1) Tutorial - Basic integration of raw data¶
Install additional packages¶
pip install panda_datareader
Downloading raw data using data reader¶
As first step we download an example dataset from the World Bank.
from pandas_datareader import wb
matches = wb.search('gdp.*capita.*const')
data_df = wb.download(indicator='NY.GDP.PCAP.KD', country=['US', 'CA', 'MX', 'DE'], start=2005, end=2024)
matches2 = wb.search('emission')
emission_data = wb.download(indicator='CC.CO2.EMSE.EN', country=['US', 'CA', 'MX', 'DE'], start=2005, end=2024)
population_data = wb.download(indicator='SP.POP.TOTL', country=['US', 'CA', 'MX', 'DE'], start=2005, end=2024)
population_data = wb.download(indicator=['SP.POP.TOTL','CC.CO2.EMSE.EN'], country=['US', 'CA', 'MX', 'DE'], start=2005, end=2024)
Data transformation¶
In order to integrate the raw data into datatoolbox, the raw structure must be adapted to the following requirements:
ISO3 code for country as index
years or timestampe as columns
additional meta data describing the variable, scenario and source of the data
dt.Datatable takes as arguments a pandas dataframe and meta the meta data
dt.Datatable(data=pandas_df, meta = meta_dict)
Exercise: convert the data to required format
--- scroll below for solution ---
Solution¶
import datatoolbox as dt
from pandas_datareader import wb
matches = wb.search('gdp.*capita.*const')
data_df = wb.download(indicator='NY.GDP.PCAP.KD', country=['US', 'CA', 'MX', 'DE'], start=2005, end=2024)
#assuming the correct meta data
meta = {'variable' : 'GDP_per_capita',
'scenario' : 'Historic',
'source' : 'WORLDBANK_2024',
'unit' : 'USD/count'}
wide_df = data_df.reset_index().pivot(index='country', columns='year', values='NY.GDP.PCAP.KD')
gdp_table = dt.Datatable(data=wide_df,
meta=meta)
gdp_table.index = dt.idx.convert_idx_string_to_iso(gdp_table.index)
final_table = gdp_table
Commit data as datatoolbox source¶
Excercise - Create and commit data as new sources
create the meta data dictionary for the new source
use the function add_table or dt.add_tables to database
verfiy that table is in database
# switch to testing database
dt.admin.switch_database_to_testing(force_new_DB=True)
# meta data for new source
source_dict = {
'SOURCE_ID': '',
'collected_by': '',
'date': dt.core.get_date_string(),
'source_url': '',
'licence': '',
}
# add your code here
Solution¶
dt.admin.switch_database_to_testing(force_new_DB=True)

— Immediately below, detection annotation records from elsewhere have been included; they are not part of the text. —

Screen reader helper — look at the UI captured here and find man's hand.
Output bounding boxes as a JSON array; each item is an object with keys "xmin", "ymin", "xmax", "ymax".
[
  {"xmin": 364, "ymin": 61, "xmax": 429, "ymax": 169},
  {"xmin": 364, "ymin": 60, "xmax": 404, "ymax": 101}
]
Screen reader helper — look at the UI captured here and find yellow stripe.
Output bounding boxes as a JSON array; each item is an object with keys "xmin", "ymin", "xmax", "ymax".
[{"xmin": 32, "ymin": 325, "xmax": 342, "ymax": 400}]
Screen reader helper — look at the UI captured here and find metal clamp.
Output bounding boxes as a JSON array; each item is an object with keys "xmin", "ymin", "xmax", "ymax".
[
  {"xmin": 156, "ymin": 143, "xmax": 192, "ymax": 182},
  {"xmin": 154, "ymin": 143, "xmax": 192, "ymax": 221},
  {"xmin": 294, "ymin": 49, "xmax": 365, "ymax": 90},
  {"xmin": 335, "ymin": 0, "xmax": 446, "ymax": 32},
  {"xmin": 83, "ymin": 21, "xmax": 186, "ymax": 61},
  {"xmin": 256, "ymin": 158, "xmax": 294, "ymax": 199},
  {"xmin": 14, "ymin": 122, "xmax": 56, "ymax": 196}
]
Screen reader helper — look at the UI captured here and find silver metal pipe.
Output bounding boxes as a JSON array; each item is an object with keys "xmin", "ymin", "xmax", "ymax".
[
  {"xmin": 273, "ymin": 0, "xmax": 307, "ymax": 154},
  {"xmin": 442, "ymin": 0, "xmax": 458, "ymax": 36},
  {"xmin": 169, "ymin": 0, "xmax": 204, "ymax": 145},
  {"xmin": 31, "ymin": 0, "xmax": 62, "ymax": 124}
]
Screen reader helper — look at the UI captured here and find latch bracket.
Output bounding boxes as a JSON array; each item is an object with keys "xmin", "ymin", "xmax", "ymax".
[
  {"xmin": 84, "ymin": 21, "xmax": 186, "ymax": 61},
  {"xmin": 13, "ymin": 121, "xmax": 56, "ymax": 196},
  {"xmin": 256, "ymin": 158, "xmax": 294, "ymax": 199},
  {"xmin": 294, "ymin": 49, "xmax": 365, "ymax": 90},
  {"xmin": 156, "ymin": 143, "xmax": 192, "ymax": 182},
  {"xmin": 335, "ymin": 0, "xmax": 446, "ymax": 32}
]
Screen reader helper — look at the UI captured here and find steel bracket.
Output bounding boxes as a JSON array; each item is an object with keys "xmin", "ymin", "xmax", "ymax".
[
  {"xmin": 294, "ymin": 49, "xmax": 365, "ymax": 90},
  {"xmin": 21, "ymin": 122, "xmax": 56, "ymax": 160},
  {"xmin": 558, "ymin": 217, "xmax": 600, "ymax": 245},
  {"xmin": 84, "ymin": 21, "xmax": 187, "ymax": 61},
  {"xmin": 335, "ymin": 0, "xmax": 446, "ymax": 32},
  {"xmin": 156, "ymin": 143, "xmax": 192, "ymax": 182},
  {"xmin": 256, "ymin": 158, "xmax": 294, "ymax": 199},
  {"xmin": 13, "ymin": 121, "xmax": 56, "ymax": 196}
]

# meta data for new source
source_dict = {
'SOURCE_ID': 'WORLDBANK_2024',
'collected_by': 'MM',
'date': dt.core.get_date_string(),
'source_url': 'https://datatopics.worldbank.org/world-development-indicators/',
'licence': 'open_source',
}
dt.commitTable(final_table, message = 'adding first table', sourceMetaDict = source_dict)
#verify that table is in inventory
dt.findp(source='WORLDBANK*')
What happend in the back ground¶
From the meta data, datatoolbox create a table ID that conains the variable, scenario and source.
This ID should be unique within your database and is used to directly access the data, e.g. via
dt.getTable
print(final_table.meta['ID'])
table_reloaded = dt.getTable('GDP_per_capita__Historic__WORLDBANK_2024')